Kiew schließt Waffenruhe derzeit aus

Aftermath of a shelling at residential area, as Russia's attack on Ukraine continues, in Kharkiv
Biden: Putin will "Identität der Ukraine auslöschen". Ukrainischer Generalstab: Minsk stellte zusätzliche Einheiten im Grenzbereich auf.

Tag 88 nach dem russischen Angriff auf die Ukraine:

Die Ukraine schließt einen sofortigen Waffenstillstand mit Russland aus und ist nicht dazu bereit, der Regierung in Moskau territoriale Zugeständnisse zu machen. "Der Krieg muss mit der vollständigen Wiederherstellung der territorialen Integrität und Souveränität der Ukraine enden", schrieb der Stabschef des Präsidialamts, Andrij Jermak, auf Twitter.
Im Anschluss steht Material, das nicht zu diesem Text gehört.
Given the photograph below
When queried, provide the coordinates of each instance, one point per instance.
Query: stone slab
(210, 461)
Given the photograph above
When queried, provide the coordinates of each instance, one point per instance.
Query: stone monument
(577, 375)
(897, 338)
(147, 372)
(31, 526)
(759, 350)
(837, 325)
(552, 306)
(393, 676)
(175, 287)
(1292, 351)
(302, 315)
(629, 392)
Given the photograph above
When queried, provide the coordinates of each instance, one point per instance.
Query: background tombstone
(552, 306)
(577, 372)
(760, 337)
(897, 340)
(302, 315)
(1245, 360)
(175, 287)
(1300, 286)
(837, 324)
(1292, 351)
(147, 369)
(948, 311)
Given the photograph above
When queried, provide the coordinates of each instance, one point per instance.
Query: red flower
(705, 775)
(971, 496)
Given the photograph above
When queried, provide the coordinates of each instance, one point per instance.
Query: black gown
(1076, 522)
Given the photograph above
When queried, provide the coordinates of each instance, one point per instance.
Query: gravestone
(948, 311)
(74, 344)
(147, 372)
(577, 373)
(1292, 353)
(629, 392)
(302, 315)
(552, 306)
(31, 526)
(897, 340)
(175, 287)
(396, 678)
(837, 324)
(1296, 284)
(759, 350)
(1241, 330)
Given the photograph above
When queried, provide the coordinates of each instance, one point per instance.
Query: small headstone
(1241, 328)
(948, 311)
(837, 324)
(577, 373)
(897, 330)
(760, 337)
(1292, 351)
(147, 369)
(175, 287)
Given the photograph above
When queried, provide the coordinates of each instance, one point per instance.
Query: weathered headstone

Bei einem russischen Angriff auf eine Kaserne im Norden des Landes musste die Ukraine die bisher schwersten Verluste hinnehmen.

Nach Angaben von Präsident Wolodymyr Selenskyj wurden bei einem Raketenebeschuss in Desna in der Region Tschernihiw vergangene Woche 87 Menschen getötet. Die ukrainischen Rettungsdienste hatten am Dienstag vergangener Woche von acht Toten gesprochen. Am Montag heulten wieder in der gesamten Ukraine Warnsirenen, die russischen Streitkräfte setzten ihre Offensive im Osten und Süden des Landes fort. Vor allem im Donbass und dem Gebiet der Stadt Mykolajiw im Süden tobten zum Teil heftige Kämpfe.   

Die heftigsten Gefechte lieferten sich beide Seiten zuletzt im Gebiet der Zwillingsstädte Sewerodonezk und Lyssytschansk nordwestlich von Luhansk, wie ein Berater des Innenministeriums sagte. Die russischen Truppen versuchen bereits seit Mitte April, die Reihen hier zu schließen und die ukrainischen Verbände einzukesseln. Serhij Hajdaj, der Gouverneur von Luhansk, sagte im TV, die russischen Truppen verfolgten eine Taktik der "verbrannten Erde". Sie wollten Sewerodonezk "auslöschen".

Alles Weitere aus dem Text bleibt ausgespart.